Я знал, что если я дам заднюю, то всю оставшуюся жизнь буду есть себя и чувствовать трусом.
От моих раздумий и споров с самим собой в этот раз меня спасла медсестра, которая позвала меня на капельницы. Мне ставили магнезию, чтобы привести голову в порядок после контузии, как это делали и наши медики в первый раз. Это давало положительный эффект, но главное было не в этом — за шесть дней жизни в санатории я отмылся, выспался и пришел в себя. Но обстановка всеобщей жалости давила на меня все больше.
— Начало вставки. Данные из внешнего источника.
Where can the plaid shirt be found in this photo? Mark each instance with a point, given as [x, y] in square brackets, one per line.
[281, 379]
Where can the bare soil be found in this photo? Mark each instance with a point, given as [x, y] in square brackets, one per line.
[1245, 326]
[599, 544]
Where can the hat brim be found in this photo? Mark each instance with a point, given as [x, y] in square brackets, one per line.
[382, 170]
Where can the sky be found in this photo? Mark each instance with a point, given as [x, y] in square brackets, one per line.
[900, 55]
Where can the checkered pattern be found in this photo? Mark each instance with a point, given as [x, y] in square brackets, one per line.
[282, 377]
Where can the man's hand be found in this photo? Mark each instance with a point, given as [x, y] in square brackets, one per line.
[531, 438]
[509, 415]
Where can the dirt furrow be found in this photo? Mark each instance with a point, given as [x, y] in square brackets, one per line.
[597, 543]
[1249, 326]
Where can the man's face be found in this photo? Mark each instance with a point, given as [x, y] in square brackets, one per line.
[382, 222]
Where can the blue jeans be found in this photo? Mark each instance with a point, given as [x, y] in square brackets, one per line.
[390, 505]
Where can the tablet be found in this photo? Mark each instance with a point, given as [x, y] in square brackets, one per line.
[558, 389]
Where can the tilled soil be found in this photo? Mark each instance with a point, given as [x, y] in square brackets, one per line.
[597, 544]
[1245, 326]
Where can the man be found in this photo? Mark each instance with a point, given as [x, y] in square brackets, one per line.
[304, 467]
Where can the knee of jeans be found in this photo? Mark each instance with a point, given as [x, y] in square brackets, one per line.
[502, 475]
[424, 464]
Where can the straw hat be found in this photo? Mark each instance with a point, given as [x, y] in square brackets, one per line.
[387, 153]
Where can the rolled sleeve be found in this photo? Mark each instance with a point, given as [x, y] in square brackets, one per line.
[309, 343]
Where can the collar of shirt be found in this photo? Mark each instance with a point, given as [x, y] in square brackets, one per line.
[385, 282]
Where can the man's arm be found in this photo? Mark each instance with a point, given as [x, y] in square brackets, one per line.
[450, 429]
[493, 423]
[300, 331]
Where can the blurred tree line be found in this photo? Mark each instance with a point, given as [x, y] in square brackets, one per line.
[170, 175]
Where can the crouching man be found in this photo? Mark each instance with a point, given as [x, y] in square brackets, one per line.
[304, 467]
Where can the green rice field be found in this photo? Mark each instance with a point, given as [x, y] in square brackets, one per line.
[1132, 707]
«Чем она обусловлена?» — пытался я понять причины происходящего.
Люди сидели в зоне. Попали они туда не просто так, и большинство из них, как и большинство инфантильного населения в стране, не особо понимает, что в этой жизни никто никому ничего не должен, даже если им кто-то что-то обещает. И вот им дается шанс рискнуть и, поставив на кон жизнь, пройти через чистилище и выйти на свободу. Реально то, что такое современная война, понимают единицы — такие, как Володя. Остальные, встретившись с реальностью, просто травмируются, но деваться им некуда, и они быстро пытаются хоть как-то адаптироваться к происходящему и выжить. В обычной жизни большинство из них утопило бы свое горе в стакане, а так как возможность «раскумариться» тут ограничена, и чифир с сигаретами вряд ли им помогает справится со своими внутренними демонами, инстинктивно они начинают жаловаться на свою нелегкую долю друг другу. Это хоть как-то помогает слить напряжение и переработать весь тот пиздец, с которым нам пришлось столкнуться. Если бы в этом госпитале, как и полагается, лечили бы не только тело, но и психику, то атмосфера была бы получше. Если бы здесь была группа взаимопомощи, которая бы помогала им выговориться, получить поддержку друг от друга и опыт преодоления и проживания своих страхов, атмосфера тут была бы совершенно иной.
— Но мы имеем, что имеем. Помогать им никто не будет, — вклинился в размышления вояка, нарушив гармонию. — А поэтому пользуемся тем, что есть. Огромная часть бойцов, такие как я, «Бас», «Крапива» и «Горбунок» и другие ребята, воюют и требуют от себя и других мужественно проживать все тяготы воинской службы. А вторая часть бойцов ноет и старается задержаться здесь хоть на какое-то время, чтобы не попасть опять на передок.
Через шесть дней, попрощавшись с «Эриком», меня перевезли в другое место, где был устроен госпиталь для тех, кто проходил этап стабилизации перед отправкой обратно. Это место было заставлено одноэтажными шкон-ками и вмещало в себя несколько сотен человек. Едва приехав сюда, я встретил Серегу, который находился здесь уже какое-то время.
— Ну что? Как нога?
— Уже лучше. Рану почистили, но осколок удалять не стали. Говорят, нет смысла, — раздраженно сказал Серега. — Тебя увезли тогда, а я почти сутки еще на этом стуле просидел. Хоть бы одна тварь подошла! Пока я там их напрягать не начал, хер шевелились, — стал обоснованно возмущаться «Бас». — Вот тебе и благодарность.
— А тут-то как?
— Да нормально. Пацаны все свои. Чай, кофе, конфетки с печеньем. Жить можно. На втором этаже можно поспать, правда, там условия так себе.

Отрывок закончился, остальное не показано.